Bai Shimeng, Cui Yanxin, Liao Qibin, Yi Hongyang, Liao Zhonghui, Zhang Gengwei, Wu Fenfang, Lu Hongzhou
School of Public Health, Bengbu Medical University, Bengbu 233030, China.
Bio-Therapeutic Center, Shenzhen Clinical Research Center for Infectious Disease, State Key Discipline of Infectious Disease, Shenzhen Third People's Hospital, Second Hospital Affiliated to Southern University of Science and Technology, Shenzhen 518112, China.
Viruses. 2025 Jan 16;17(1):116. doi: 10.3390/v17010116.

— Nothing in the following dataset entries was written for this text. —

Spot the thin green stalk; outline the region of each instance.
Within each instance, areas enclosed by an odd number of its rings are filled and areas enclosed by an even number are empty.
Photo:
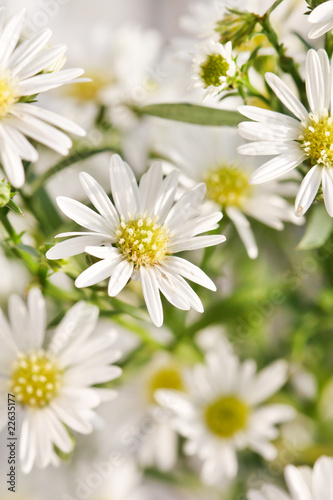
[[[107,151],[112,151],[114,153],[119,153],[117,148],[114,146],[101,146],[95,149],[81,149],[78,151],[74,151],[72,154],[64,158],[59,163],[56,163],[52,167],[50,167],[44,174],[39,176],[31,185],[31,196],[34,196],[37,191],[39,191],[44,184],[51,179],[55,174],[65,170],[65,168],[78,163],[79,161],[86,160],[91,156],[97,155],[99,153],[105,153]]]
[[[293,78],[298,88],[301,101],[303,102],[303,104],[306,104],[307,98],[305,92],[305,83],[299,74],[297,64],[291,57],[286,55],[286,49],[283,43],[279,42],[276,31],[274,30],[270,22],[269,15],[267,15],[266,13],[263,17],[258,17],[258,23],[261,25],[263,33],[267,36],[271,45],[276,50],[282,71],[289,74]]]
[[[38,266],[28,253],[18,248],[17,245],[21,243],[21,236],[17,234],[17,232],[13,228],[10,220],[8,219],[8,215],[5,209],[0,210],[0,221],[6,232],[8,233],[9,239],[7,240],[7,243],[11,252],[23,262],[23,264],[31,274],[36,275]]]
[[[266,15],[267,16],[270,16],[271,13],[273,12],[273,10],[276,9],[276,7],[278,7],[280,5],[280,3],[282,3],[283,0],[276,0],[273,5],[266,11]]]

The re-emergence of the mpox pandemic poses considerable challenges to human health and societal development. There is an urgent need for effective prevention and treatment strategies against the mpox virus (MPXV). In this study, we focused on the A35R protein and created a chimeric A35R-Fc protein by fusing the Fc region of IgG to its C-terminal. We then assessed its reactivity with A35R-specific antibodies and human convalescent plasma, as well as its immunogenicity. Our findings indicate that the A35R-Fc protein significantly enhances affinity to A35R antibodies compared to the commercially available A35R protein and exhibits considerable reactivity to human plasma. Additionally, mice immunized with A35R-Fc exhibited increased neutralizing antibody titers against the live MPXV. These results support the potential of Fc domain chimeric antigens as a strategy to enhance the efficacy of subunit vaccines targeting the MPXV.
猴痘大流行的再度出现对人类健康和社会发展构成了巨大挑战。迫切需要针对猴痘病毒(MPXV)的有效预防和治疗策略。在本研究中,我们聚焦于A35R蛋白,并通过将IgG的Fc区域融合至其C末端,创建了一种嵌合A35R-Fc蛋白。然后,我们评估了其与A35R特异性抗体和人类康复期血浆的反应性,以及其免疫原性。我们的研究结果表明,与市售A35R蛋白相比,A35R-Fc蛋白显著增强了对A35R抗体的亲和力,并对人类血浆表现出相当的反应性。此外,用A35R-Fc免疫的小鼠对活MPXV的中和抗体滴度有所增加。这些结果支持了Fc结构域嵌合抗原作为一种增强针对MPXV的亚单位疫苗效力的策略的潜力。